The Reserve Bank of Zimbabwe has on several occasions said externalisation was one of the malpractices crippling the economy.
Mnangagwa warned that prosecutions would follow after the expiry of the three-month period, as his government will start to pursue those linked to externalisation.
“Upon expiry of the three-month window, government would proceed to effect arrest of all those who would not have complied with this directive and would ensure that they are prosecuted in terms of the country’s laws.”
Philani Moyo, director of the Institute of Social and Economic Research at the University of Fort Hare in South Africa, said the moratorium should be read within the context of Mnangagwa’s pledge to fight corrupt activities in the Zimbabwean economy.
“While it might not necessarily address the current cash crisis or other wide-ranging problems in the financial services sector, it is a clear message to citizens and the corporate world that financial transactions that violate Zimbabwean laws must stop forthwith,” he said.
“It is also designed to portray the President as an empathetic leader, who is willing to give citizens and corporates time to correct their previous financial transgressions, which were committed under the Mugabe regime.
“By so doing, I imagine he is hoping the positive reception he currently enjoys among many citizens will be further enhanced, as he will be seen as a compassionate leader, who is concerned about revitalising the Zimbabwean economy rather than retribution.”
Economist Vince Musewe said although the order was a welcome move in cleaning up the economy and recovering lost wealth, the definition of externalisation should be fully explained so that people understood what was required.
“I think they should have given people more than three months because the issue is about defining externalisation and the public must first know what that means.
“The word externalisation means a lot of things and the government must put it out clearly,” he said, describing the term as broad and that the RBZ must take the initiative of explaining to the public.
“It’s an excellent move because we have always said Zimbabwe has more assets outside than in the country and we need the wealth to come back. This is good for the economy and it helps attract investors and cleaning up the economy.”
Top politicians are said to own many properties outside the country and with many offshore accounts, where billions of dollars are stashed.

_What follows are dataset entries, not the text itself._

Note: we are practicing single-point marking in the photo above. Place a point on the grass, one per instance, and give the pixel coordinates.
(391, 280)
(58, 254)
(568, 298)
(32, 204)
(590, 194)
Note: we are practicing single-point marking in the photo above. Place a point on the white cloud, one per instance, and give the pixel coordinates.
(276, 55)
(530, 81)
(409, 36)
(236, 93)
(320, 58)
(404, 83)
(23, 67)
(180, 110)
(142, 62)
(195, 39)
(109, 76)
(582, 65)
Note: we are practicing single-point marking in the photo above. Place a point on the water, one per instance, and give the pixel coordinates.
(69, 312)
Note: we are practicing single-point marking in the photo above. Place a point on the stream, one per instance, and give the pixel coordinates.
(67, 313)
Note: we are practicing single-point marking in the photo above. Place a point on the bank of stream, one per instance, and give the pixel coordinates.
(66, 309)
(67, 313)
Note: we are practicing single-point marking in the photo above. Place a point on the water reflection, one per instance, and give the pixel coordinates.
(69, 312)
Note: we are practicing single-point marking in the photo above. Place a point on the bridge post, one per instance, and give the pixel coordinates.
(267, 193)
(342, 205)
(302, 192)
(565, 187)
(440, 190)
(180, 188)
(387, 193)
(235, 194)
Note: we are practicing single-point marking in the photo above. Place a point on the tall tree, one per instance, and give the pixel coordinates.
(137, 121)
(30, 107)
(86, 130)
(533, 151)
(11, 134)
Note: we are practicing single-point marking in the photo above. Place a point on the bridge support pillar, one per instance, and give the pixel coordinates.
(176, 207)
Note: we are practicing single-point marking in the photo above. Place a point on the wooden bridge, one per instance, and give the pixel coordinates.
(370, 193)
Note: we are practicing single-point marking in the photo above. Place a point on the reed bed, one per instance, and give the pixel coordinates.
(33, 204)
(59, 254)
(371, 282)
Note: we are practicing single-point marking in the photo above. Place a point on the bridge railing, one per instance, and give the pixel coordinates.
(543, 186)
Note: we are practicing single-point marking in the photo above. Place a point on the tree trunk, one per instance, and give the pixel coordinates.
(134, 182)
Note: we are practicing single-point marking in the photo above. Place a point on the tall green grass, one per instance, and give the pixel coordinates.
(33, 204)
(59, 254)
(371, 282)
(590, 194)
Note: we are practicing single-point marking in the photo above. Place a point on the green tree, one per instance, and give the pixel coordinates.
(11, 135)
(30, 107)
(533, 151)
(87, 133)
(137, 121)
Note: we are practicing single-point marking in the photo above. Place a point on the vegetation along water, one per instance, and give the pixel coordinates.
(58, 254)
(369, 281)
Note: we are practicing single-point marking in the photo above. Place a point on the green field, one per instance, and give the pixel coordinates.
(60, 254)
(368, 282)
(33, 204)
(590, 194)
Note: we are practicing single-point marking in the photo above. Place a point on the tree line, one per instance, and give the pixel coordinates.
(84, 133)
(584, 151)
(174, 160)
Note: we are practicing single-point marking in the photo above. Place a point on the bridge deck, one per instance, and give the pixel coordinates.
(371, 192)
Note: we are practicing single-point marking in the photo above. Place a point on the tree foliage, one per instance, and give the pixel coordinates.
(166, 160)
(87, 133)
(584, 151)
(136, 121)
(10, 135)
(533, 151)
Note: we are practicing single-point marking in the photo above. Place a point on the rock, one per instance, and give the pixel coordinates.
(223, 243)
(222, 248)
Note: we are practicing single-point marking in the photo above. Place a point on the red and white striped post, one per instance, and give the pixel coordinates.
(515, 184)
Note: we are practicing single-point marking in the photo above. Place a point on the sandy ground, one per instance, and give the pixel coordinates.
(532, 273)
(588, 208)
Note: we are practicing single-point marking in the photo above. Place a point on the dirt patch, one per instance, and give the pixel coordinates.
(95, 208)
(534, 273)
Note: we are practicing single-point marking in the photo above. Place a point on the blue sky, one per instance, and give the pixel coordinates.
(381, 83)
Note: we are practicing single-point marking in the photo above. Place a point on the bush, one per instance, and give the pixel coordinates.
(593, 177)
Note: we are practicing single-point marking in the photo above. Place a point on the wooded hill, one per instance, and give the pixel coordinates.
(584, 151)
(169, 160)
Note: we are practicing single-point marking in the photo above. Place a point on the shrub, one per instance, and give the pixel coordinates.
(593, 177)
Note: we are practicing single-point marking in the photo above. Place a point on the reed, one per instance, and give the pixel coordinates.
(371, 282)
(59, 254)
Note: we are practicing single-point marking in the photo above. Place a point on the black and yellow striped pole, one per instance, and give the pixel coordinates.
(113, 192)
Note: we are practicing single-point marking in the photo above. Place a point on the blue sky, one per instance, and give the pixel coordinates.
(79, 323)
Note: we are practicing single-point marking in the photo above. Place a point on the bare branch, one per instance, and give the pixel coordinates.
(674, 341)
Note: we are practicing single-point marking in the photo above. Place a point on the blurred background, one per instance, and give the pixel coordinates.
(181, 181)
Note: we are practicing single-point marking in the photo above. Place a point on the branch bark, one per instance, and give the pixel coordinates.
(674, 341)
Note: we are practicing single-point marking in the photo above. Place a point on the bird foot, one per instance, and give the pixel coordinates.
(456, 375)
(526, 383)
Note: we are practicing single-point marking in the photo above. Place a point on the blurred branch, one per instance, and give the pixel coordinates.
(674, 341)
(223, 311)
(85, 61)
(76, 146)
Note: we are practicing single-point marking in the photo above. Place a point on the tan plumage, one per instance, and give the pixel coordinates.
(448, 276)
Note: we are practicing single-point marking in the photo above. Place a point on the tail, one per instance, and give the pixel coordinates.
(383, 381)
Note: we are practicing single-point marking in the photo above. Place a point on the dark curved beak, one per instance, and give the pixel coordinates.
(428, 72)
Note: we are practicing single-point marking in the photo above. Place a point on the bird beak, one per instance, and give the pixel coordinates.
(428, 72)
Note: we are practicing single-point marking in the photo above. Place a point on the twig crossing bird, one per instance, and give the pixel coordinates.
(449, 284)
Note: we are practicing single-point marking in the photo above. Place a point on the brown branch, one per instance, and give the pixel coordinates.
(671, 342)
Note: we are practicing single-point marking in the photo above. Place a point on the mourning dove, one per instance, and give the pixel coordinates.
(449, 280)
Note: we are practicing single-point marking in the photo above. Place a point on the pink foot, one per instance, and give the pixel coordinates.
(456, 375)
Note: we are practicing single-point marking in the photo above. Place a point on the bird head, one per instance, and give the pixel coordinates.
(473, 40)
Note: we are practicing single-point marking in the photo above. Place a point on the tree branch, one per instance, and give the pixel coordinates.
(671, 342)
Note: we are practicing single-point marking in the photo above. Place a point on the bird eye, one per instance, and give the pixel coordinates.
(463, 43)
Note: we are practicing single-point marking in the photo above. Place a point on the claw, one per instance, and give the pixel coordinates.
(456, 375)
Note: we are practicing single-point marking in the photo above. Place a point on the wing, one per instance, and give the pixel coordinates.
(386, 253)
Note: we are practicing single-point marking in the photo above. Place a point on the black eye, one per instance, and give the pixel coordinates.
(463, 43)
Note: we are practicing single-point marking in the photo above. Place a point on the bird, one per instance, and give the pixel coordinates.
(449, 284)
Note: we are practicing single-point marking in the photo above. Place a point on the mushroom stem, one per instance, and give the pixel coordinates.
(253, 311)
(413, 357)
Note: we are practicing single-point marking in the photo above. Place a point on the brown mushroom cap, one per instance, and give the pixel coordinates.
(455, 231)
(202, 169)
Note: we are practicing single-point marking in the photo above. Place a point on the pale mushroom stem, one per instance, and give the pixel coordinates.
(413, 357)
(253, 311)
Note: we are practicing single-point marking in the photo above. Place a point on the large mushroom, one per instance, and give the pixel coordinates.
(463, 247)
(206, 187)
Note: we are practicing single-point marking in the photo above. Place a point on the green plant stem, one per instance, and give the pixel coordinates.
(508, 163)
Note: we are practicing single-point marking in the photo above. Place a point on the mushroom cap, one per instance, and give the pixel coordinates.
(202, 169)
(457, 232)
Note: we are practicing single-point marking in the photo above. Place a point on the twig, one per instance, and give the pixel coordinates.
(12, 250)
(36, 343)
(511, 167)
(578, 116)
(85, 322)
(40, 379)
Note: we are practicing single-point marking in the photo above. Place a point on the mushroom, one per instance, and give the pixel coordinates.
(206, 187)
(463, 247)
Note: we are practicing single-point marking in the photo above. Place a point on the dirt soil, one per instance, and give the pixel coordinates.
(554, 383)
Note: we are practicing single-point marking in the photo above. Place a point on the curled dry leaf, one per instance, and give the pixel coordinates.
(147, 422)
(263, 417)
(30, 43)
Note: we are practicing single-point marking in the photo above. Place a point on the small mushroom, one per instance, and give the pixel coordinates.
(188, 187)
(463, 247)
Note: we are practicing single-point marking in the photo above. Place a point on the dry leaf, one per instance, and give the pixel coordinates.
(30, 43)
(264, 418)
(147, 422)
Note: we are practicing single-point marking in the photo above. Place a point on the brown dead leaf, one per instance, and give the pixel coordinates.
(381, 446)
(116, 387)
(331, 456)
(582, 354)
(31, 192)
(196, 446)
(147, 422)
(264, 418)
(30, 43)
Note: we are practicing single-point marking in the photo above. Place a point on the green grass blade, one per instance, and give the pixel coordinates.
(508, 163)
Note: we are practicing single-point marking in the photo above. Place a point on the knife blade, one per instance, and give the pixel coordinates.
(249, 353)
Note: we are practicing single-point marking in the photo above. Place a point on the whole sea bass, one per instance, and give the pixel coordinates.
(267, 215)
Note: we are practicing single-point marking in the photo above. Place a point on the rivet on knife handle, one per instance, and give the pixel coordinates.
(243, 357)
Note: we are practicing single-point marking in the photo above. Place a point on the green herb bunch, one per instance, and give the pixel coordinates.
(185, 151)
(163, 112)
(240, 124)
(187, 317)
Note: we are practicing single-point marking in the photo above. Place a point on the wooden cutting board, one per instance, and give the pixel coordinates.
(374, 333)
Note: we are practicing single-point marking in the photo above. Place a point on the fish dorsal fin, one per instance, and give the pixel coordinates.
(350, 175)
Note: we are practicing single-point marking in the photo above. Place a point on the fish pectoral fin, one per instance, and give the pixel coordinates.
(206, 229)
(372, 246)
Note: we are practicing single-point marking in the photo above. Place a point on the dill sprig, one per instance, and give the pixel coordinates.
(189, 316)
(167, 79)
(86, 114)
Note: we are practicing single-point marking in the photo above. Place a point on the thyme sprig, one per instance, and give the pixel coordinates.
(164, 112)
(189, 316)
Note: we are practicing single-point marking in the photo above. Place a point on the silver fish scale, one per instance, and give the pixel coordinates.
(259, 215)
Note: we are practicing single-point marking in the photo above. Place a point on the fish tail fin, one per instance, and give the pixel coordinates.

Former First Lady Grace Mugabe is among the top politicians accused of externalising funds and going on shopping sprees for several properties outside the country, as she reportedly prepared for life outside Zimbabwe.
MDC-T’s Tapiwa Mashakada commended the move.
“The swift action taken by Mnangagwa is in the best interests of Zimbabwe,” he said.
“Billions of dollars have been siphoned out of Zimbabwe by greedy corrupt elites through illicit financial outflows and externalisation.
“The funds and assets must be tracked down and recovered.